Abstract:World-Action Models (WAM) initialized from pre-trained video generation backbones have demonstrated remarkable potential for robot policy learning. However, existing approaches face two critical bottlenecks that hinder performance and deployment. First, jointly reasoning over future visual dynamics and corresponding actions incurs substantial inference overhead. Second, joint modeling often entangles visual and motion representations, making motion prediction accuracy heavily dependent on the quality of future video forecasts. To address these issues, we introduce GigaWorld-Policy, an action-centered WAM that learns 2D pixel-action dynamics while enabling efficient action decoding, with optional video generation. Specifically, we formulate policy training into two coupled components: the model predicts future action sequences conditioned on the current observation, and simultaneously generates future videos conditioned on the predicted actions and the same observation. The policy is supervised by both action prediction and video generation, providing richer learning signals and encouraging physically plausible actions through visual-dynamics constraints.
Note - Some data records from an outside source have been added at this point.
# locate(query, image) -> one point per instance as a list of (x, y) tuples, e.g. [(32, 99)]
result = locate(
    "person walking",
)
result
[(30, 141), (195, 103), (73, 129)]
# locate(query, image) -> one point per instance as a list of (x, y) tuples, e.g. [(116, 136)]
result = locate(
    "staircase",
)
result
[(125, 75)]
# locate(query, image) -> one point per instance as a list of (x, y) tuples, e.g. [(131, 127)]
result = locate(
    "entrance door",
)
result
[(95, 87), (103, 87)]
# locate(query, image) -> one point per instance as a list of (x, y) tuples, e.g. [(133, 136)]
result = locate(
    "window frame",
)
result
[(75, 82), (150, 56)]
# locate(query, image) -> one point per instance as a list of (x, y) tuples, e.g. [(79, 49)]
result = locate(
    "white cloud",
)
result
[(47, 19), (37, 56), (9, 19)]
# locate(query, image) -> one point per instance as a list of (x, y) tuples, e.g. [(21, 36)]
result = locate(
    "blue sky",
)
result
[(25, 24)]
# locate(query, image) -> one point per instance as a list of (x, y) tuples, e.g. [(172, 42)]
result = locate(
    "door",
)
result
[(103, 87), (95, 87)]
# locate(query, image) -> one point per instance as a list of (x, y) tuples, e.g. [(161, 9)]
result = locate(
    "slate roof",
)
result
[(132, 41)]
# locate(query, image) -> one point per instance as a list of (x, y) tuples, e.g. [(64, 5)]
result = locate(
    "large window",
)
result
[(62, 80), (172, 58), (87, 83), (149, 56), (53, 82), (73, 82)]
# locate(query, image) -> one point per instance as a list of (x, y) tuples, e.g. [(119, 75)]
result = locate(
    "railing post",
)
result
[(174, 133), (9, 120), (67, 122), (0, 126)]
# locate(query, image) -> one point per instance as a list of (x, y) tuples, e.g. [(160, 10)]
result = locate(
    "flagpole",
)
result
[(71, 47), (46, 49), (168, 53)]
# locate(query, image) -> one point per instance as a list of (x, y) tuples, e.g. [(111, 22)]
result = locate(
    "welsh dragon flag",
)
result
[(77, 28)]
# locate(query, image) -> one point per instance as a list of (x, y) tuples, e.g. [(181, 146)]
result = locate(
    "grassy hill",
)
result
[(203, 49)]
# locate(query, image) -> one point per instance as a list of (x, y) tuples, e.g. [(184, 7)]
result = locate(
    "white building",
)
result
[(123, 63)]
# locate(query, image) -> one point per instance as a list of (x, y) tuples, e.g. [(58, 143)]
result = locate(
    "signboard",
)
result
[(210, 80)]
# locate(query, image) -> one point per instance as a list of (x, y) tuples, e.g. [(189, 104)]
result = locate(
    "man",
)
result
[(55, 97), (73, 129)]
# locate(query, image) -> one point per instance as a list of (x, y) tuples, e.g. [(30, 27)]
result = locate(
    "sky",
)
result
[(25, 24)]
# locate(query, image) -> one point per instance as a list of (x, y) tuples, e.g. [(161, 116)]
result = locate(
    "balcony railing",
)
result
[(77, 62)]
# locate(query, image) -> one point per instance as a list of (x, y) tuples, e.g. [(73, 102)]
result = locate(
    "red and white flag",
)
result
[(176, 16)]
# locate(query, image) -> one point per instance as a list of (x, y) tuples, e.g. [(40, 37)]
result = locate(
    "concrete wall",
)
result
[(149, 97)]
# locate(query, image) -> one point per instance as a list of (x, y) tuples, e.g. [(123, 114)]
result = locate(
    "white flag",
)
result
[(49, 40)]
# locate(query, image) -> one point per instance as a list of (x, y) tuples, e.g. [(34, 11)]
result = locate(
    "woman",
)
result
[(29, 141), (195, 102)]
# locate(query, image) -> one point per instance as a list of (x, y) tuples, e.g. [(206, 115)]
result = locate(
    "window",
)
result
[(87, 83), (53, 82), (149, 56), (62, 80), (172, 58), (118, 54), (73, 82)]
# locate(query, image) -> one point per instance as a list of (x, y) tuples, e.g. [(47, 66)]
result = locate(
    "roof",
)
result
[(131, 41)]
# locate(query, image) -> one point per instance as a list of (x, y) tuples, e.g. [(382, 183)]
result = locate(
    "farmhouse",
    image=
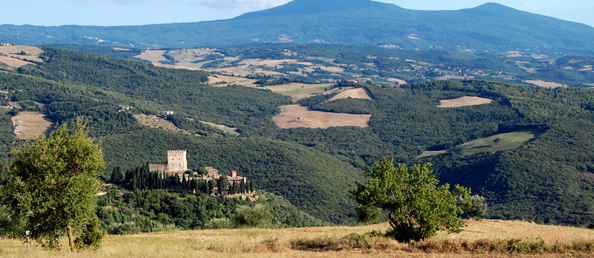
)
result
[(176, 163)]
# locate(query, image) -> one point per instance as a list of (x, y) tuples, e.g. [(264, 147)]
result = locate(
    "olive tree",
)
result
[(473, 207), (417, 208), (54, 182)]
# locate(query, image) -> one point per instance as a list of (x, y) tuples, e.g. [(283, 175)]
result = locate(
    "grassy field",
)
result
[(495, 143), (30, 125), (296, 116), (299, 91), (329, 242)]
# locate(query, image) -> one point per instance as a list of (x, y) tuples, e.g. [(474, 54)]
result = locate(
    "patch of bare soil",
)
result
[(454, 77), (32, 51), (399, 81), (546, 84), (121, 49), (431, 153), (13, 62), (11, 55), (224, 128), (299, 91), (359, 93), (464, 102), (153, 56), (295, 116), (30, 125), (157, 122), (223, 80)]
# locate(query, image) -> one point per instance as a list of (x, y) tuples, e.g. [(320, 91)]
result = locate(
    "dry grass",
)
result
[(359, 93), (13, 62), (30, 125), (224, 128), (223, 80), (463, 102), (480, 238), (154, 56), (399, 81), (157, 122), (299, 91), (295, 116), (11, 55), (545, 84)]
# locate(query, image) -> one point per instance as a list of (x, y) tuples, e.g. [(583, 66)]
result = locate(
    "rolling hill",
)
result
[(487, 28), (547, 179)]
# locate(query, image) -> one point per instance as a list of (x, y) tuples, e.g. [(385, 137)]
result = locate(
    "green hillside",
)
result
[(487, 28), (546, 179)]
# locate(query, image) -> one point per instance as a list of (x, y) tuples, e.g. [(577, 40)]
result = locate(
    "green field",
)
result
[(495, 143)]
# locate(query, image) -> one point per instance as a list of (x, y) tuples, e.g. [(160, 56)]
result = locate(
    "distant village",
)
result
[(177, 168)]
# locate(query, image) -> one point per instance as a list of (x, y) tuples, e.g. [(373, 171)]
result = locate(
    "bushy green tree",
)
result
[(416, 207), (474, 206), (256, 216), (367, 214), (54, 183)]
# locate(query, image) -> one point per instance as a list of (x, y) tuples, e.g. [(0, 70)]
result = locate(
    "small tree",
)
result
[(416, 207), (366, 214), (223, 185), (54, 183), (474, 206), (257, 216)]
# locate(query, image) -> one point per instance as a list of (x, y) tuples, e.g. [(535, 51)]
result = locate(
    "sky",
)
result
[(139, 12)]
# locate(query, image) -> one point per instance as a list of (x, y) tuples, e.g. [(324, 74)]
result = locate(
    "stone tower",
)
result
[(176, 161)]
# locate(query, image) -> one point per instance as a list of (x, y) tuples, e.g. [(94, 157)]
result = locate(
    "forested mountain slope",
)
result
[(490, 27), (547, 178)]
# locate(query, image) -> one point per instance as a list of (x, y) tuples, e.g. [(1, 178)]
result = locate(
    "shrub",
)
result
[(474, 206), (416, 207), (90, 238), (218, 223), (256, 216), (128, 228)]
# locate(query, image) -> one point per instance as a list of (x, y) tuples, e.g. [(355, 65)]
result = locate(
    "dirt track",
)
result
[(359, 93), (295, 116), (30, 125), (464, 102)]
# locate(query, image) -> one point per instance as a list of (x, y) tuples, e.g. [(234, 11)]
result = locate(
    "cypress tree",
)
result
[(184, 181), (242, 187)]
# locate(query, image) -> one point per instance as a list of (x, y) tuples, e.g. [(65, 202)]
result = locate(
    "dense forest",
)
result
[(547, 179)]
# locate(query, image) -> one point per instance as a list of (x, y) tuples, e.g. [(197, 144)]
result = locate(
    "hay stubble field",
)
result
[(284, 242)]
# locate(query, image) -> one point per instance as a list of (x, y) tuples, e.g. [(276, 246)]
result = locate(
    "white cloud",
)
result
[(240, 4), (219, 4)]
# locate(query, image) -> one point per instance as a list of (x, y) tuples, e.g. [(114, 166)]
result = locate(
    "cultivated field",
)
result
[(30, 125), (331, 240), (359, 93), (545, 84), (223, 80), (295, 116), (299, 91), (463, 102), (11, 55), (224, 128), (157, 122), (495, 143)]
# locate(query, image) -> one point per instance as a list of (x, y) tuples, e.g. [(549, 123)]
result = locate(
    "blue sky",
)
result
[(138, 12)]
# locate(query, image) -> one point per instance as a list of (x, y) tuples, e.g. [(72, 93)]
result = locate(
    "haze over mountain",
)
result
[(490, 27)]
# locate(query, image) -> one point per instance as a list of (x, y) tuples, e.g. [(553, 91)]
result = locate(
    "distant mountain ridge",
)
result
[(487, 28)]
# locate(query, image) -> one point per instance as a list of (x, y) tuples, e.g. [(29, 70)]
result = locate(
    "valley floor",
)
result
[(282, 242)]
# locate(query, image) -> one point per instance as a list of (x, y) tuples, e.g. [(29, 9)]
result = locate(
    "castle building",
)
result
[(176, 163)]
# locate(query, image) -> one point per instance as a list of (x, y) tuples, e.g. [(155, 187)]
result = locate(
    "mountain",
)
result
[(528, 150), (487, 28)]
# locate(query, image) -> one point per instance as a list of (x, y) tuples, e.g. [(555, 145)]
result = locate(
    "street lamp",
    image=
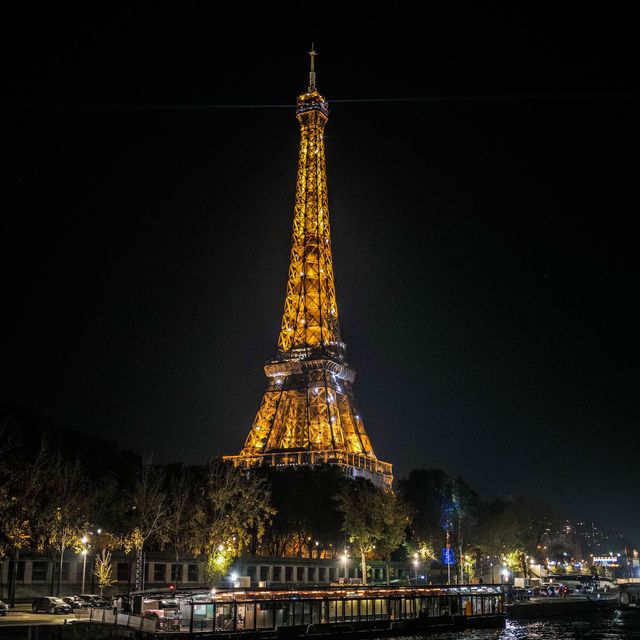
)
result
[(84, 566)]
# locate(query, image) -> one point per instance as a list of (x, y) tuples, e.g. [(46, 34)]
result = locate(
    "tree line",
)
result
[(49, 499)]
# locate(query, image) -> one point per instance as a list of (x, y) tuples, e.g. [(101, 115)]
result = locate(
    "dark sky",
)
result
[(484, 246)]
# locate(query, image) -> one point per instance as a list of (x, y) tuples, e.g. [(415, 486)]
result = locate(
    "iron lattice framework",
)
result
[(308, 414)]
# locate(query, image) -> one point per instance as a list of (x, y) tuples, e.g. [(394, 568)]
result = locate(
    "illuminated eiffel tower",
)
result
[(308, 414)]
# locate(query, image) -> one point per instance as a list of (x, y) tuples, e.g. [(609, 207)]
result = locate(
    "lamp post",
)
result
[(84, 560), (84, 567)]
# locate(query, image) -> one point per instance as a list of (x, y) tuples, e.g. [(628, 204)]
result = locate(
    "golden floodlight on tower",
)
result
[(308, 414)]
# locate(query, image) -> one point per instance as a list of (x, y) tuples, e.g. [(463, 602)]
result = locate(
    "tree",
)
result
[(149, 509), (307, 518), (103, 570), (65, 515), (233, 508), (513, 531), (360, 503), (177, 528), (24, 483)]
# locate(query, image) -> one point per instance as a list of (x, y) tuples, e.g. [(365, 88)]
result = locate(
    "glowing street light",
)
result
[(84, 565)]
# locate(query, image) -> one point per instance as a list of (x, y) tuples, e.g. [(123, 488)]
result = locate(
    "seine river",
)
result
[(614, 626)]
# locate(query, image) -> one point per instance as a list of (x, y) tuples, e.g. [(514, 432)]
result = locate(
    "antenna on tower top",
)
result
[(312, 73)]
With a causal design that prevents future-video tokens from influencing action tokens, explicit future-video generation is optional at inference time, allowing faster action prediction during deployment. To support this paradigm, we curate a diverse, large-scale robot dataset to pre-train an action-centered video generation model, which is then adapted as the backbone for robot policy learning. Experimental results on real-world robotic platforms show that GigaWorld-Policy runs 9x faster than the leading WAM baseline, Motus, while improving task success rates by 7%. Moreover, compared with pi-0.5, GigaWorld-Policy improves performance by 95% on RoboTwin 2.0.